When Peter Salovey, a professor of psychology, became president of Yale University in 2013, the school paper quickly noted that he was a scion of the Soloveitchik family, the great Orthodox rabbinic dynasty that has shaped Europe, America, and Israel. Since assuming office, Salovey has embraced his heritage–from outlining his full lineage for those interested in a comment at the Yale Daily News, to engaging in a public dialogue in March with former U.K. Chief Rabbi Jonathan Sacks. But perhaps the most Jewish moment of his presidency came this weekend at Yale’s graduation ceremonies, where Salovey repeatedly invoked the rabbinic tradition in exhorting students to commit themselves to “tikkun olam.”

In his Baccalaureate address to Yale’s graduating seniors, titled “Repair the World!,” Salovey opened with a reference to the Mishnaic sage, Hillel the Elder. “A few weeks ago, I conducted a little thought experiment,” he said. “If a graduating senior asked me to capture the purpose of life after graduating from Yale in just a few words, what would I say? What would that purpose be? Could I articulate your life’s mission as you leave Yale–on commencement weekend, no less–while ‘standing on one foot’?”

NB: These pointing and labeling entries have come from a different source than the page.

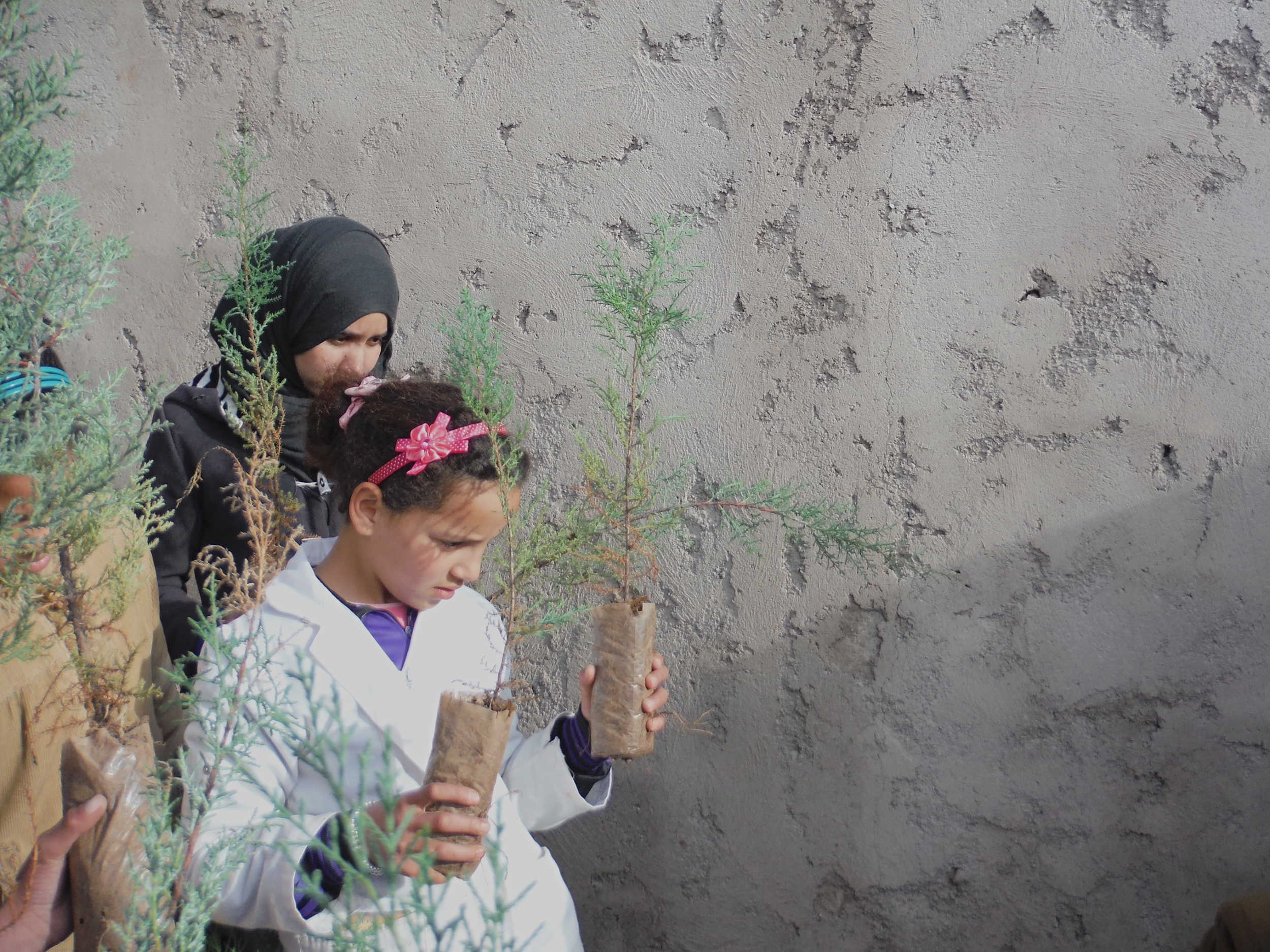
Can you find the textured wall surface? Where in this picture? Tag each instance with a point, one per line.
(997, 270)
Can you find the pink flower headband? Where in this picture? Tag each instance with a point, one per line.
(360, 392)
(427, 442)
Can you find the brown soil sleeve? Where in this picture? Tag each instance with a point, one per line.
(468, 749)
(100, 866)
(623, 654)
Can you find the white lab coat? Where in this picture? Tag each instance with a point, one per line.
(455, 646)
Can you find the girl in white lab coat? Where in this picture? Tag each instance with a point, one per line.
(385, 620)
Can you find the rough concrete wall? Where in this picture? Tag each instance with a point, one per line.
(996, 270)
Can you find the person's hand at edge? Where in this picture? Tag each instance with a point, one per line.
(39, 913)
(413, 808)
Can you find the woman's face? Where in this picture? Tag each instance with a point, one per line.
(350, 354)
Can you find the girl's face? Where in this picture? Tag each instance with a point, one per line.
(350, 354)
(422, 557)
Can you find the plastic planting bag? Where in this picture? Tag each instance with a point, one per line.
(100, 861)
(468, 749)
(623, 653)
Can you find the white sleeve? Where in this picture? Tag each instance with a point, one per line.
(534, 768)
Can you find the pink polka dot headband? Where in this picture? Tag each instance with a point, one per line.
(427, 443)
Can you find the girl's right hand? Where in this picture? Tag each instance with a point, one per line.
(420, 824)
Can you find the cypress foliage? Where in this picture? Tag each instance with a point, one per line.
(72, 442)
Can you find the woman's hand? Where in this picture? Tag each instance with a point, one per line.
(39, 913)
(421, 824)
(653, 682)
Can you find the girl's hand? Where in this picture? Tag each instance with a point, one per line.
(412, 808)
(654, 682)
(39, 912)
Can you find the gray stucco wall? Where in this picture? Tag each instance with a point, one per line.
(996, 270)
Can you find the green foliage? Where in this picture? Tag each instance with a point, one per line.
(252, 286)
(530, 600)
(171, 905)
(72, 442)
(633, 502)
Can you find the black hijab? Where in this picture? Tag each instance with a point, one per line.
(336, 272)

“The phrase ‘standing on one foot,’” he went on, “derives from a story about Hillel, the first century BCE rabbi and scholar. He was asked to summarize the meaning of the entire Torah, the Old Testament, while standing on one foot. His reply: ‘What is hateful to you, do not do to your neighbor. That is the whole Torah; the rest is the explanation of this–go and study it!’”

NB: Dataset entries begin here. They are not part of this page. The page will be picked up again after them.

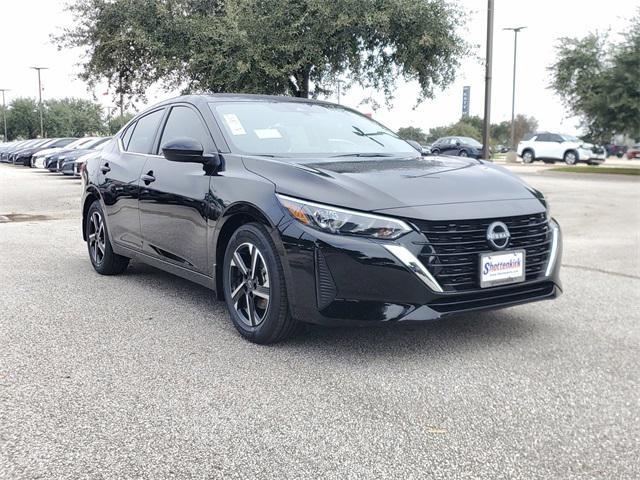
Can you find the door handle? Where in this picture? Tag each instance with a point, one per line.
(148, 177)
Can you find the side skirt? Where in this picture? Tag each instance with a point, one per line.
(185, 273)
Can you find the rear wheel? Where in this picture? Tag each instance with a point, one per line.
(570, 157)
(254, 287)
(103, 259)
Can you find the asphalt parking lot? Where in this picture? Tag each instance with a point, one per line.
(144, 376)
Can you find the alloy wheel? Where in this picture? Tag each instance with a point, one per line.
(249, 284)
(97, 239)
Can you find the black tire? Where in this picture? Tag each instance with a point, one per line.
(276, 322)
(570, 157)
(103, 259)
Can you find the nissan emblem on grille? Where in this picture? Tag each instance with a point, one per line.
(498, 235)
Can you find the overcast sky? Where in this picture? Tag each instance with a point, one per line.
(27, 25)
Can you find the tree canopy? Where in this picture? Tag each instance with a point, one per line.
(67, 117)
(290, 47)
(598, 81)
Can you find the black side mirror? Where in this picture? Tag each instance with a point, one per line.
(190, 151)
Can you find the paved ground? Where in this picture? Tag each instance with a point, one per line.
(144, 376)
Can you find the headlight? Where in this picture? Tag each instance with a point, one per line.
(343, 222)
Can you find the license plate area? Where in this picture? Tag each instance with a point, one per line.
(502, 268)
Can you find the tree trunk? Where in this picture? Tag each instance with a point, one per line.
(302, 78)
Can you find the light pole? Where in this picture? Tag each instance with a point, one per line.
(487, 83)
(516, 30)
(4, 112)
(40, 99)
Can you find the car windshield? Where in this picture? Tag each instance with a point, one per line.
(470, 141)
(286, 129)
(570, 138)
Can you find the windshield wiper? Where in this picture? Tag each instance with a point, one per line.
(360, 133)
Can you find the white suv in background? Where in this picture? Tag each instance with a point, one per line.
(550, 147)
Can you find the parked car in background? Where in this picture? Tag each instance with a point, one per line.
(18, 156)
(614, 150)
(634, 152)
(73, 165)
(55, 161)
(7, 147)
(457, 146)
(296, 210)
(26, 156)
(8, 154)
(38, 158)
(551, 147)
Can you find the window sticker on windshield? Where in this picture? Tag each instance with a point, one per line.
(265, 133)
(233, 122)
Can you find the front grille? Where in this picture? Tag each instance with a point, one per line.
(451, 250)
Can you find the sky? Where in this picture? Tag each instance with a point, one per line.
(28, 24)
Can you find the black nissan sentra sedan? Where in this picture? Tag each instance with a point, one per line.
(294, 210)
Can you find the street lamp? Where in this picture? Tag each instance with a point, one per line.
(516, 30)
(4, 112)
(487, 83)
(40, 99)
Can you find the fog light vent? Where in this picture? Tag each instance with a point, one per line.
(325, 287)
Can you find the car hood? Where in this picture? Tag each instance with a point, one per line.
(394, 184)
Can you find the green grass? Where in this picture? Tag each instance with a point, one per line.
(614, 170)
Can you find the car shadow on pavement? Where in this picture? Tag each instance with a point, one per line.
(433, 338)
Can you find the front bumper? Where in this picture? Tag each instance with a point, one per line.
(340, 280)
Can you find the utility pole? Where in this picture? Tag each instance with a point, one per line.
(40, 99)
(516, 30)
(487, 83)
(4, 112)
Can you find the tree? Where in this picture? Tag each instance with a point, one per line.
(292, 47)
(72, 117)
(413, 133)
(598, 82)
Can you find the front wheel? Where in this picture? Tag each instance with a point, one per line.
(103, 259)
(254, 287)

Following Hillel, Salovey proceeded to outline his own philosophy of life on one foot. “There are many perfectly fine answers to the question about your commitments after Yale,” he continued. “What I am going to suggest to you today, however, is that your purpose in life as a graduate from Yale is simply this: to improve the world. In the Jewish tradition, this is called tikkun olam, literally to repair the world.”

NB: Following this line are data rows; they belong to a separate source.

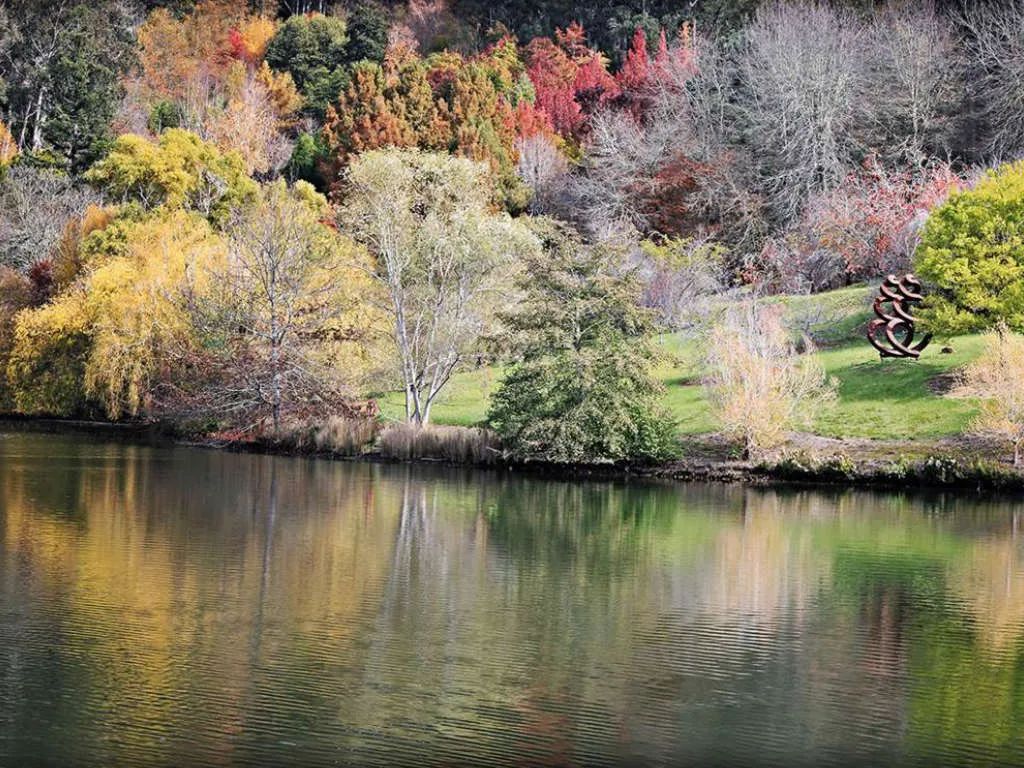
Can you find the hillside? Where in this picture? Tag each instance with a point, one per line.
(878, 399)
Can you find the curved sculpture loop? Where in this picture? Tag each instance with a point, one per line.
(896, 324)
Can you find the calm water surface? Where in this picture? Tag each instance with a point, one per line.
(175, 606)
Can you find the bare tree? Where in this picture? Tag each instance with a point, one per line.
(35, 207)
(544, 168)
(994, 42)
(444, 259)
(678, 169)
(804, 75)
(915, 83)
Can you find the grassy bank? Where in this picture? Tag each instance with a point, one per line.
(878, 399)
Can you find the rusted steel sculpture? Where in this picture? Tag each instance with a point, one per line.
(897, 323)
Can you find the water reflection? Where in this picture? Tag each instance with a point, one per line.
(175, 606)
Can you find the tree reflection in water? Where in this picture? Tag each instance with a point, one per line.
(176, 605)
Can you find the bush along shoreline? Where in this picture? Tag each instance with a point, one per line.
(875, 464)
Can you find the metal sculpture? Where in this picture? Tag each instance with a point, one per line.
(897, 323)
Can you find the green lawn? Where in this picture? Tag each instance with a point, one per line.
(877, 398)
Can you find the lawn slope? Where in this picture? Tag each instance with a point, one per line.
(879, 399)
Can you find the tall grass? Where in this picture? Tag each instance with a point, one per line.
(338, 434)
(459, 444)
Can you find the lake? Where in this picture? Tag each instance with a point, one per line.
(168, 605)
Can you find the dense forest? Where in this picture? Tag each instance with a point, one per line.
(250, 213)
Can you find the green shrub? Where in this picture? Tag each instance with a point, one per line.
(972, 256)
(581, 388)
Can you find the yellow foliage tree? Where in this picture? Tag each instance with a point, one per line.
(107, 339)
(249, 124)
(46, 367)
(139, 325)
(759, 385)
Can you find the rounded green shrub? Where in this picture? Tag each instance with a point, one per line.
(972, 256)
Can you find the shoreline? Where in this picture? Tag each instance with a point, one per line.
(951, 464)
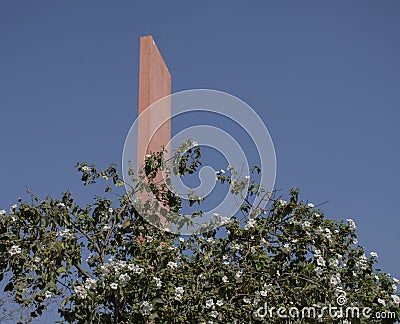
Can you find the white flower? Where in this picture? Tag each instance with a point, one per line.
(15, 249)
(80, 291)
(352, 224)
(124, 278)
(86, 168)
(381, 301)
(396, 299)
(146, 308)
(209, 303)
(172, 265)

Salovey then invoked another touchstone of the Jewish experience–humor. “Tikkun olam is a theme and a phrase that has permeated American popular and political culture,” he noted. “American clergy–not to mention college deans and university presidents–tend to give so many sermons on tikkun olam that there is a joke about an American traveling to Israel to work in an orphanage. He is met by his cousin at the airport. After exchanging greetings, the American asks his Israeli cousin, ‘How do you say tikkun olam in Hebrew?’”

Salovey closed with a final reference to Jewish texts, this time to Pirkei Avot, the rabbinic moral tract. “Many of you have contributed something new by addressing niches where very little light has been shined,” he told the students. “But will these efforts be sustained after your graduation, or are they merely lines on your résumés? Will there be progress or back-sliding? Is tikkun olam ever actually finished? Is your work ever truly done?”

“Improving the world is a difficult project to take on because–unlike so many aspects of your education at Yale or of life itself–there really is no beginning, middle, or end here. There is no ‘bottom line.’ What may be most challenging is that even after a lifetime of work, further repair may be necessary. Maybe even more than when you started. My predecessor, President Richard Levin … often quoted Rabbi Tarfon, ‘It is not your responsibility to complete the work, but neither are you free to desist from it.’”

It is hard to imagine the president of a prestigious university anywhere else in the world delivering such an unabashedly proud Jewish address. At a time when the headlines highlight anti-Israel activism shading into anti-Semitism on campus, moments like these remind us just how uniquely hospitable America has proven to its Jews–a fact as worthy of celebration as graduation itself.